Education has always been the key to reducing skyrocketing health care costs. So I, for one, am not disappointed by the fact Congress did not include provisions to eliminate PBM self-dealing within Medicaid managed care and Medicare Part D programs. Worse yet, commercial plan sponsors were left to themselves to deal with excessive PBM hidden cash flows without any help from the Build Back Better Act. Employers must step up and fight their own battles with the pharmaceutical manufacturers, consultants, and pharmacy benefit managers. The harsh reality is many purchasers of PBM services, and their advisors, don’t want lower drug prices if it has to come at the expense of their own profits or quality of life. Let that sink in for a moment. Here are three of the most undervalued PBM performance metrics.
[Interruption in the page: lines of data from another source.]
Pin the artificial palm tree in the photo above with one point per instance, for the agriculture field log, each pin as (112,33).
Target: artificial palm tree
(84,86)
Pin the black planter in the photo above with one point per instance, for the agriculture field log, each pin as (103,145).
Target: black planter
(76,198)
1) Generic Substitution Rate or GSR is the rate at which generic drugs are dispensed in place of their brand equivalents. A 2020 analysis from Avalere Health finds 52% of Medicare Part D plans achieve generic substitution rates above 75%. In commercial plans, I would assume that number to be lower. Is there anyone, with an ownership mindset, and a hand on the big red button to say no? I can tell you that TransparentRx’s book GSR is above 98%. We are relentless in our pursuit to eliminate wasteful spending. For example, Semglee has been on our national preferred formulary for more than one year. We will remove Semglee for 2022 and replace it with unbranded Insulin Glargine. For any health plan sponsor to have a GSR below 75%, is textbook fraud, waste, and abuse. 
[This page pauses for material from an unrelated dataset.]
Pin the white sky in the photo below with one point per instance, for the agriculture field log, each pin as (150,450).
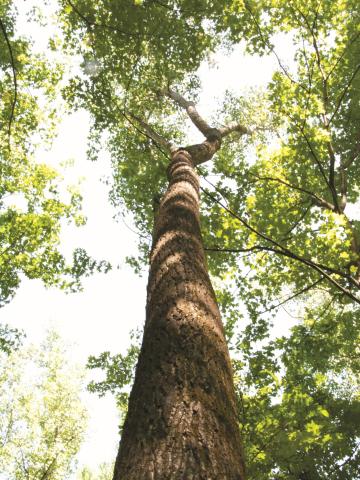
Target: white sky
(101,317)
2) Generic Dispense Rate or GDR means the percentage of all prescription drug fills that were for generics. In 2017, GDR for Medicare Part D was reported to be 82.2%. Like GSR, the GDR should be at or above 90%. Excluding Covid-19 vaccines, TransparentRx’s book is slightly above a 90% GDR. If you include Covid-19 vaccines, we are at 86% and change through 9/30. An 80% GDR, excluding for Covid-19 vaccines, is not good. In fact, it is poor. There is no excuse for it. Prescription drug cost savings are realized with increases in GDR without any downgrade in outcomes. Each 1 percentage point increase in GDR is associated with a drop of up to 2.5% in gross pharmacy expenditures. When 90% or more of your claims are for generics, half the battle for lowest net cost is won.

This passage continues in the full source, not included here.